A major theme of Orphanides' research on monetary economics has been the evaluation and design of monetary policy in real time. He argued that since the data available to policy makers at the time policy decisions are made are imperfect and subject to substantial revisions, the historical analysis of monetary policy decisions as well as the evaluation of alternative policy strategies must be based on the information available in real time (Orphanides, 2001, Orphanides, 2003). His work has documented significant problems arising from policy decisions drawing on unobservable concepts such as the output gap. Orphanides has argued against output-gap-based policy rules, such as the Taylor rule, and in favour of non-activist policy rules drawing on Milton Friedman and Knut Wicksell. He has stressed that overemphasizing the output gap as reflected, for example, in the Taylor rule or optimal control policy, is counterproductive for stabilizing the macroeconomy. He has also provided an explanation of the high inflation experience in the United States during the late 1960s and 1970s as resulting from policy focused too closely at stabilizing the real economy, by aiming to close the perceived output and unemployment gaps. According to this analysis, the high inflation resulted from the fact these gaps were badly mismeasured due to overoptimistic real time estimates of potential output and the natural rate of unemployment (Orphanides, 2003).
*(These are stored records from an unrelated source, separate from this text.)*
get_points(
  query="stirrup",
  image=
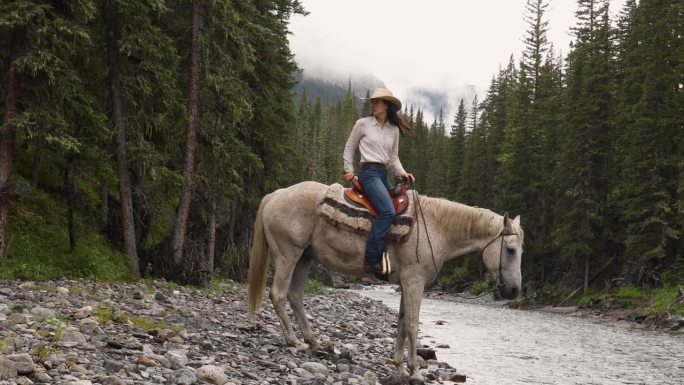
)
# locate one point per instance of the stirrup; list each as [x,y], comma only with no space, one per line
[386,268]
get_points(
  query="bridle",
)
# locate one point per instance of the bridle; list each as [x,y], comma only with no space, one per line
[500,282]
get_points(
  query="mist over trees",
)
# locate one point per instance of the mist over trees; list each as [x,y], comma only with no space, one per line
[162,124]
[587,148]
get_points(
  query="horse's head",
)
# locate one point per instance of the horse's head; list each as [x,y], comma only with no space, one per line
[502,257]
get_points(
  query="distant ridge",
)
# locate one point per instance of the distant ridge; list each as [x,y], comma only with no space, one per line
[331,89]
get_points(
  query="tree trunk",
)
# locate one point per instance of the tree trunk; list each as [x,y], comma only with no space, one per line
[586,275]
[7,137]
[181,222]
[116,101]
[69,195]
[37,163]
[211,242]
[104,210]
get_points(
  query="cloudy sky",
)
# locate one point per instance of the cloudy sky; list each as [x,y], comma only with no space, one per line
[441,45]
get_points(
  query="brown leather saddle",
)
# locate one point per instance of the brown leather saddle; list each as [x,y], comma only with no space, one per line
[399,195]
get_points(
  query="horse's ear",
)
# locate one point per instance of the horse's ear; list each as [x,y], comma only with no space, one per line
[508,229]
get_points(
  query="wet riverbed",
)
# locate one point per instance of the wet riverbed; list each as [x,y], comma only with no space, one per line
[494,345]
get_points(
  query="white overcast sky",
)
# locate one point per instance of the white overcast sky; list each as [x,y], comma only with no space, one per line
[442,45]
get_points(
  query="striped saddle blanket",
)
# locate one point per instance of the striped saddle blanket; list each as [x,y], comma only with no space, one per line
[340,212]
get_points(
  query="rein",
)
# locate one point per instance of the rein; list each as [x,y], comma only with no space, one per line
[417,206]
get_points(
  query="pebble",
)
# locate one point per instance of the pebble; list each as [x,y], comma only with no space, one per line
[85,333]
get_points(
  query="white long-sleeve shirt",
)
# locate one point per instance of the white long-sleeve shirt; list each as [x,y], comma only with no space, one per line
[375,143]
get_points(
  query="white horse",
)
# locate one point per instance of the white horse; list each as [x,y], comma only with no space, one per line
[289,230]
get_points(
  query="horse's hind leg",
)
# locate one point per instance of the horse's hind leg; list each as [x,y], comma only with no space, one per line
[296,296]
[401,339]
[282,277]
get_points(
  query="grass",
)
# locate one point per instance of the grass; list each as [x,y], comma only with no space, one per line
[480,287]
[39,243]
[314,287]
[645,301]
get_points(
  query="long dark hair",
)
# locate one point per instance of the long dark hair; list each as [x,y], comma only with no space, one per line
[395,117]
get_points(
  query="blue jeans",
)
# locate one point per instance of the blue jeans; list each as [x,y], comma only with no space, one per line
[376,187]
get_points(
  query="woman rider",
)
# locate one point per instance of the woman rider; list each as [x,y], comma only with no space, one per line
[377,139]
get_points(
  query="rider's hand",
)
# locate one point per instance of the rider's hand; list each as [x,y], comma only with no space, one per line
[349,175]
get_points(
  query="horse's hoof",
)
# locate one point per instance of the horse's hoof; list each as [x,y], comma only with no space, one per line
[300,346]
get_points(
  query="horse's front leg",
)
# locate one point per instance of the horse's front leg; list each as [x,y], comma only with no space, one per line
[412,295]
[401,338]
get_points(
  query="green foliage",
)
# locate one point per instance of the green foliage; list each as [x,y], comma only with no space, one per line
[629,292]
[39,245]
[668,299]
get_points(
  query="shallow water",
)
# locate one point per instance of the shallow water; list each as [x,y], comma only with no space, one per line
[493,345]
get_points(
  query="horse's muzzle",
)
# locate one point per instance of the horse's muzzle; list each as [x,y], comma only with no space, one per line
[508,292]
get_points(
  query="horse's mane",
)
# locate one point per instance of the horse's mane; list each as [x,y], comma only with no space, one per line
[462,221]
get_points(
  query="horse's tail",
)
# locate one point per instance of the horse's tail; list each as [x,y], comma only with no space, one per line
[258,260]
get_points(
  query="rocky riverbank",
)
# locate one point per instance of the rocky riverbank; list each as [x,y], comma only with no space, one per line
[84,333]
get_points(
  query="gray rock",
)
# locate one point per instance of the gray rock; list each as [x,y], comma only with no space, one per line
[84,312]
[24,381]
[177,359]
[81,382]
[182,377]
[90,326]
[23,363]
[62,290]
[72,338]
[42,378]
[315,367]
[18,319]
[111,380]
[213,374]
[8,369]
[113,366]
[42,313]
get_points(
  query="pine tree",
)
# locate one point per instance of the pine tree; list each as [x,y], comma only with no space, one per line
[43,94]
[456,151]
[535,42]
[583,171]
[652,114]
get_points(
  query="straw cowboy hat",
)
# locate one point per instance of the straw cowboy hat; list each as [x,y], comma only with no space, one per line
[385,94]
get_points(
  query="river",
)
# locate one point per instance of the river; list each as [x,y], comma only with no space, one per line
[496,345]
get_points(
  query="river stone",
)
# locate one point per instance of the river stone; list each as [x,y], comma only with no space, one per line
[213,374]
[81,382]
[315,367]
[182,377]
[8,369]
[23,362]
[111,380]
[24,381]
[72,338]
[177,359]
[42,313]
[84,312]
[62,290]
[112,366]
[89,325]
[18,319]
[41,378]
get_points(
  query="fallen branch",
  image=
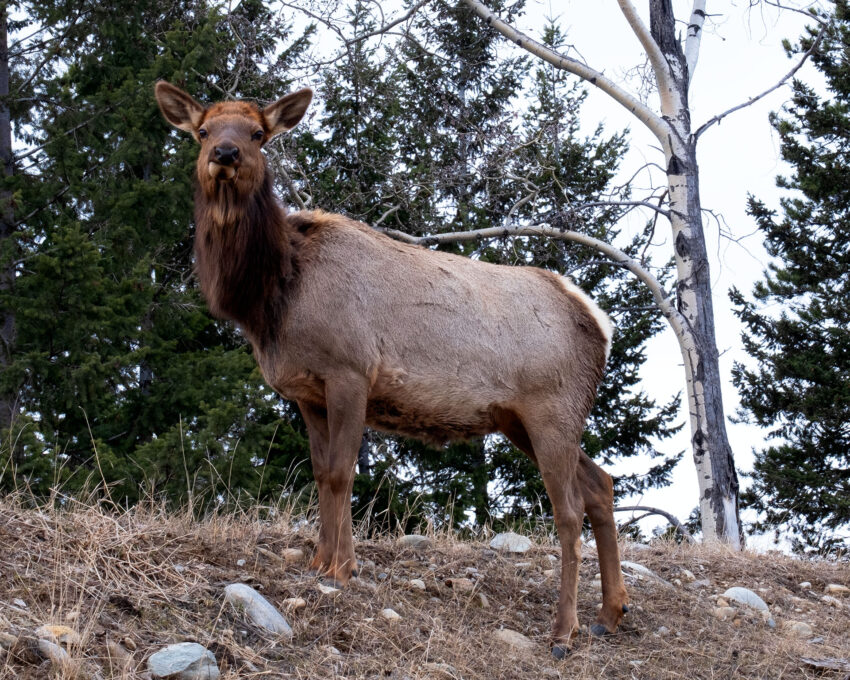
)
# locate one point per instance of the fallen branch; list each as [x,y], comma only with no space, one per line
[655,511]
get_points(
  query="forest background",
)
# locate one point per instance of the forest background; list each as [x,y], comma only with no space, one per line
[116,379]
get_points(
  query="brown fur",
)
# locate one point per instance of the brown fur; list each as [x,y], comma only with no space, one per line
[358,328]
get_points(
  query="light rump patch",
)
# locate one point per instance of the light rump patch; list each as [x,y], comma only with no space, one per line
[601,318]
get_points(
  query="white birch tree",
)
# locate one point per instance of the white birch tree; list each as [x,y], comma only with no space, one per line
[688,308]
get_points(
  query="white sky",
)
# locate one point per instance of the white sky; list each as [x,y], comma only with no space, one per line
[740,56]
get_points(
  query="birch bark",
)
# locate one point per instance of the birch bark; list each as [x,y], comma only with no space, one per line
[693,320]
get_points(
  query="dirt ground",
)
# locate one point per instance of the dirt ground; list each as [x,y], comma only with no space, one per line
[130,583]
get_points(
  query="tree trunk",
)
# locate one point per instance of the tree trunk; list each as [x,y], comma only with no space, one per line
[7,224]
[718,481]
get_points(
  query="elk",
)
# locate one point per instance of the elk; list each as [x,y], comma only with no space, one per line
[360,329]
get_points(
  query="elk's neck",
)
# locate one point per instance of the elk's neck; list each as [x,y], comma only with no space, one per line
[244,257]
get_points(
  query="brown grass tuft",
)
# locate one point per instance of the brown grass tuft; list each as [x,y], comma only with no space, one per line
[131,582]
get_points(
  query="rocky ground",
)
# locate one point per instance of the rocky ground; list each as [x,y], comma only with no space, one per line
[85,593]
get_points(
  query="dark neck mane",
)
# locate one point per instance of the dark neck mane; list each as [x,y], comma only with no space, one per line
[244,257]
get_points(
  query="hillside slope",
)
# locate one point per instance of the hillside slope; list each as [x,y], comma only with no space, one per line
[129,584]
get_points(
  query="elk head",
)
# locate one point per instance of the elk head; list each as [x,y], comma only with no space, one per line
[231,134]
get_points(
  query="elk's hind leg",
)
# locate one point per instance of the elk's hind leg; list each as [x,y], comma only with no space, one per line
[553,445]
[597,492]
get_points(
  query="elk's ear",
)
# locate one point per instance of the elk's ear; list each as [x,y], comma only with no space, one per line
[285,113]
[179,108]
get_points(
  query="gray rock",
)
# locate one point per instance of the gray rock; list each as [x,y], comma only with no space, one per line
[390,615]
[415,541]
[257,608]
[511,542]
[643,573]
[799,629]
[514,639]
[748,598]
[53,652]
[725,613]
[184,661]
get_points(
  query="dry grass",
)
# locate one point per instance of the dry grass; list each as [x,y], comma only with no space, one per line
[149,578]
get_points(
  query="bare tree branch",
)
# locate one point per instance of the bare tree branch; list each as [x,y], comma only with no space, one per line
[656,58]
[641,111]
[655,511]
[694,37]
[812,49]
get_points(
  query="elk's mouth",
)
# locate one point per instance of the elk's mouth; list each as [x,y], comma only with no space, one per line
[221,172]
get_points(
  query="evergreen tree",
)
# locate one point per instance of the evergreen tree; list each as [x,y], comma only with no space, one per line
[432,121]
[121,372]
[798,325]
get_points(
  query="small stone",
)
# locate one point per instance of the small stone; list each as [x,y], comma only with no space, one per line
[836,589]
[53,652]
[294,604]
[7,640]
[292,555]
[390,615]
[117,653]
[184,661]
[799,629]
[440,670]
[460,585]
[832,601]
[59,634]
[725,613]
[415,541]
[514,639]
[257,608]
[511,542]
[746,597]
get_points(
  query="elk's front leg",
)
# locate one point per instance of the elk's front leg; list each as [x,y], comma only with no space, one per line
[337,431]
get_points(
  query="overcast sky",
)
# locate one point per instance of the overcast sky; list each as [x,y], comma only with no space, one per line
[741,55]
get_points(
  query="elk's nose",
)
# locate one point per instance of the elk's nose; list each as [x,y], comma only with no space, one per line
[226,154]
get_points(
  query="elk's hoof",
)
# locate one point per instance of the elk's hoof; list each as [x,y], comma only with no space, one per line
[599,630]
[560,652]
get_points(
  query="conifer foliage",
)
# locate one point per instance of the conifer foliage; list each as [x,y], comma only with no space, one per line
[798,324]
[119,373]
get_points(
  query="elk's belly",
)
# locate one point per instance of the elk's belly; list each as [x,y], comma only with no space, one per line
[436,424]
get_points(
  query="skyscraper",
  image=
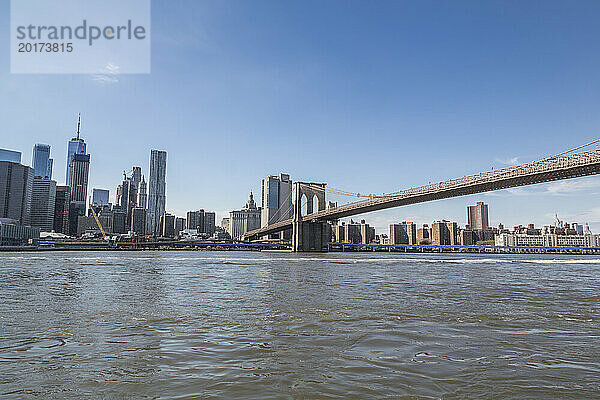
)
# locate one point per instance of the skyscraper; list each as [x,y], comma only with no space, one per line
[142,194]
[276,201]
[16,186]
[157,191]
[76,146]
[43,203]
[477,217]
[79,169]
[42,163]
[245,220]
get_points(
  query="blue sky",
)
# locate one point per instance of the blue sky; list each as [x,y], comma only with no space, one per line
[370,97]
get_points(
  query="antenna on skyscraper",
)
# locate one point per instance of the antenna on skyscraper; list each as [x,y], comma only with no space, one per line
[78,125]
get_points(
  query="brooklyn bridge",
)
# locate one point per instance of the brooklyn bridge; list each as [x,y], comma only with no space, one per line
[310,232]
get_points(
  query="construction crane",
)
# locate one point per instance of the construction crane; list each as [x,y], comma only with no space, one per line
[98,222]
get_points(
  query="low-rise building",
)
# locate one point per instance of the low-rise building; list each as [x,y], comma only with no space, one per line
[547,240]
[14,234]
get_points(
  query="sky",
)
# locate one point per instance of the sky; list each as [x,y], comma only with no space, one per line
[369,97]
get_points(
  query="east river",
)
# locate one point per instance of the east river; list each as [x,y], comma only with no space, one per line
[240,325]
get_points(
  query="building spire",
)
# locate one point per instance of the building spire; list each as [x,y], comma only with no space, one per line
[78,125]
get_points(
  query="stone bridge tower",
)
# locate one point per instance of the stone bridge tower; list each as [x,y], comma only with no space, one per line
[309,234]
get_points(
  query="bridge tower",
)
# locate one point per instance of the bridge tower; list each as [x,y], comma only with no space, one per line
[309,235]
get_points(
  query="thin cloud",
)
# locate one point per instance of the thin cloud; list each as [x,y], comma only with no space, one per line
[108,75]
[508,161]
[572,186]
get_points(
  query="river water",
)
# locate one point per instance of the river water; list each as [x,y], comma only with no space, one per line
[179,325]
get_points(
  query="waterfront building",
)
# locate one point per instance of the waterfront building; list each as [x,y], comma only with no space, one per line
[195,220]
[209,222]
[76,146]
[444,233]
[167,223]
[139,221]
[100,197]
[225,224]
[404,233]
[245,220]
[424,235]
[156,191]
[142,200]
[337,232]
[10,156]
[79,169]
[352,233]
[367,233]
[277,201]
[119,221]
[42,163]
[578,228]
[16,188]
[43,203]
[547,240]
[14,234]
[477,217]
[88,225]
[61,209]
[179,225]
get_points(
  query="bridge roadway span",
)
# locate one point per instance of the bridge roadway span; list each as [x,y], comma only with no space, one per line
[546,170]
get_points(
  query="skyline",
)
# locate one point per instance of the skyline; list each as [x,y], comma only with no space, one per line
[486,84]
[552,188]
In related work, Orphanides and Simon van Norden, have explained that the unreliability of output gap measures in real time is of a more general nature than previously thought. They documented the unreliability of various statistical techniques for measuring the output gap in real-time and also the lack of predictive power of real-time output gap estimates for forecasting inflation, thus calling into question policy approaches that rely on the output for stabilization policy (Orphanides and Norden, 2002).

The role of imperfect knowledge and the formation of expectations in a learning environment has been a theme in the work by Orphanides and John C. Williams. They have argued that the central bank must ensure that inflation expectations remain well-anchored, in line with the central bank's price stability objective, in order to improve the stability of the macroeconomy. Their work documented the benefits associated with a central bank's numerical price stability objective and the pitfalls of optimal control policy design (Orphanides and Williams, 2008).

Working with Volker Wieland and others, Orphanides also contributed to research on the conduct of monetary policy near to zero lower bound for nominal interest rates. This work was motivated by the Japanese experience with near-zero rates in the late 1990s but became of immediate policy relevance during the 2008 financial crisis (Orphanides and Wieland, 2000).